Standing in my son’s back yard pushing my granddaughter on her swing, she instructs me, “Higher Grammy! Higher!” I’m facing north, staring at the former Sunrise Motel at the west end of Main Street between RCO and the old Ripley gas station.
The motel is being remodeled by John and Vinnie.
It’s one of those “top-secret, right out in the open” sorts of operations. They are doing something, but no one knows exactly what. Cars, trucks, trailers and contractors have been coming and going to the job site for weeks. John and Vinnie are often seen working late into the summer evenings — but what the heck are they doing?
(I graduated with John and Vinnie. People have been wondering what the heck they are doing for 40 years.)

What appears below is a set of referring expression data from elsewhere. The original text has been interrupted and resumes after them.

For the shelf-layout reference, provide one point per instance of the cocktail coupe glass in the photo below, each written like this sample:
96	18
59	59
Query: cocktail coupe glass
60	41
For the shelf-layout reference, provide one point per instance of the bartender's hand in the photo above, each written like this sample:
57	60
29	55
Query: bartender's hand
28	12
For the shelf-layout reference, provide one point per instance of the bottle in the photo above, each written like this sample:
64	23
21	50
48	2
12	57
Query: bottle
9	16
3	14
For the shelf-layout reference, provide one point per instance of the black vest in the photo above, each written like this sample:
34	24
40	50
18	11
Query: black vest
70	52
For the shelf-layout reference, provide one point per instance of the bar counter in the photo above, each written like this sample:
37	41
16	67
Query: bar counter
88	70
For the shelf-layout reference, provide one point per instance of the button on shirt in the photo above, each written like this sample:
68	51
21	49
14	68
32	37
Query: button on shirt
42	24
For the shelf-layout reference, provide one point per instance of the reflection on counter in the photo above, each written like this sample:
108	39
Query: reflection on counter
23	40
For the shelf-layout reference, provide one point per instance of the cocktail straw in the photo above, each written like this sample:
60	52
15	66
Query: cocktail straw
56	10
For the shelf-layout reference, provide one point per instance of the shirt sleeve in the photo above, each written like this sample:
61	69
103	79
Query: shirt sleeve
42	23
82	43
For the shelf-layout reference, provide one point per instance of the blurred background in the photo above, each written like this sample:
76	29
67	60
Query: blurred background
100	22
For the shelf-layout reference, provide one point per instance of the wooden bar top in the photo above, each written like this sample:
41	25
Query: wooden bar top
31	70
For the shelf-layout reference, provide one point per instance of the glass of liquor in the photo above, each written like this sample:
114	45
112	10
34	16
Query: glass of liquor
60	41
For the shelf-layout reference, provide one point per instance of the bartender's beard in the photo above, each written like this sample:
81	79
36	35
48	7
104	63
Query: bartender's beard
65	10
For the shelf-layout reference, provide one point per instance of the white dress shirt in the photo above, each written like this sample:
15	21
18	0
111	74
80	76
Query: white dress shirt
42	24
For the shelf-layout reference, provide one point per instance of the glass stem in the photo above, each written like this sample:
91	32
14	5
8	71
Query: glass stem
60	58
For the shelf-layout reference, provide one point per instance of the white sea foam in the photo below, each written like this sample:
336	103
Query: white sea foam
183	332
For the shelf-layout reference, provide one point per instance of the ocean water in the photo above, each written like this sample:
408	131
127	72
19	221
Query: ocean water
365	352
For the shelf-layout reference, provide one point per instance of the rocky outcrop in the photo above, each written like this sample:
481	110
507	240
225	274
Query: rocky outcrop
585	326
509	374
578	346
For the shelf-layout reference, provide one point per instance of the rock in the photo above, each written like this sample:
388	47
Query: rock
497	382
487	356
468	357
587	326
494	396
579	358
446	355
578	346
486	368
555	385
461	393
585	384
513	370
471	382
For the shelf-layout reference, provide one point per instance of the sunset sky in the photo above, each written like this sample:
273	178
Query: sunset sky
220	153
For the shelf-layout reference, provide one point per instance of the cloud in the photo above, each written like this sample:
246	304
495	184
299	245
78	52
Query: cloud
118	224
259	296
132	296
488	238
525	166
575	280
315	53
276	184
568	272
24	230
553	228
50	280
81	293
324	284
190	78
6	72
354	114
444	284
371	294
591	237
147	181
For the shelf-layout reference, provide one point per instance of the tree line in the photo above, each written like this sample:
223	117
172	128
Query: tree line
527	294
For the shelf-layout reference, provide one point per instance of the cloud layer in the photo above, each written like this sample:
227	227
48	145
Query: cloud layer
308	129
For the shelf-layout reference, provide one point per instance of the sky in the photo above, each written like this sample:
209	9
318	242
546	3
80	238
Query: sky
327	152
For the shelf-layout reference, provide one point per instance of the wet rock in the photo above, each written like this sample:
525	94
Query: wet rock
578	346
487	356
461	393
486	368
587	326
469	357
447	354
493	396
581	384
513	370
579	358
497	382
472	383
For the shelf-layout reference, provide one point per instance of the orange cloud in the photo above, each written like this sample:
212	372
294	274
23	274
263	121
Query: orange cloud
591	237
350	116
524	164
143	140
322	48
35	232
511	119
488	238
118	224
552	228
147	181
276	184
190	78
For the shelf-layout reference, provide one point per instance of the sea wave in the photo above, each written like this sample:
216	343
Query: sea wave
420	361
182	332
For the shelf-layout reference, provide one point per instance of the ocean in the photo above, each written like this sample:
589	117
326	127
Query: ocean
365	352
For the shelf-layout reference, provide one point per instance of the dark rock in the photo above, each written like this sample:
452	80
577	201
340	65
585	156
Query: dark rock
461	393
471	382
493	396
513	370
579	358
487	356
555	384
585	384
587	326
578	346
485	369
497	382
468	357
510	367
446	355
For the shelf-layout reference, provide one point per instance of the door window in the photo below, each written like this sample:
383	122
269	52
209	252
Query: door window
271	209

One thing I love about small town living is how over time people, events and locations intertwine.
My husband and I spent our wedding night at the Sunrise Motel. It was July 19, 1986. Having never been good at planning, we left our wedding dance southwest of Luverne at 2 a.m. with no place to go. The sign at the Sunrise Motel flashed “vacancy” so we took them up on the offer.
Earlier that day my mom had used a thread and needle to secure an unpredictable zipper on my wedding dress. That night at the Sunrise Motel, my husband used a pocketknife to cut me out of it. He always carries a pocketknife and he’s been getting me out of tight spots ever since.
About 10 years after that I became friends with the Sunrise Motel owner who was an avid art promoter. She convinced me my flower photography was actually art and I sold a few prints. “Photographic artist,” is now a line on my resume.
“Hey Brenda.”
It was Vinnie himself calling from across the lawn. Being the (former) investigative journalist that I am, I carefully crafted a question. 
“What’s the deal?”
Vinnie answered by guiding my granddaughter and me through the construction site. The plan of the current owners of the former Sunrise Motel, an entity called Good Clean Living, is to create two, two-bedroom apartments on the north end of the building and eight efficiency apartments on the south end.
The goal is to have 10 rental units available for next year’s expected influx of workers.
“It won’t be a motel,” Vinnie says. And, for the record, he adds, “This is all being done with private money.”
The three-year-old is not impressed with affordable housing or forward-thinking, privately funded housing developments. She wants to swing.
And so we return to her side of the property line. She touches her toes to the sky and says, “Higher, Grammy!” and a hammer continues to clamor away at the site of the former Sunrise Motel.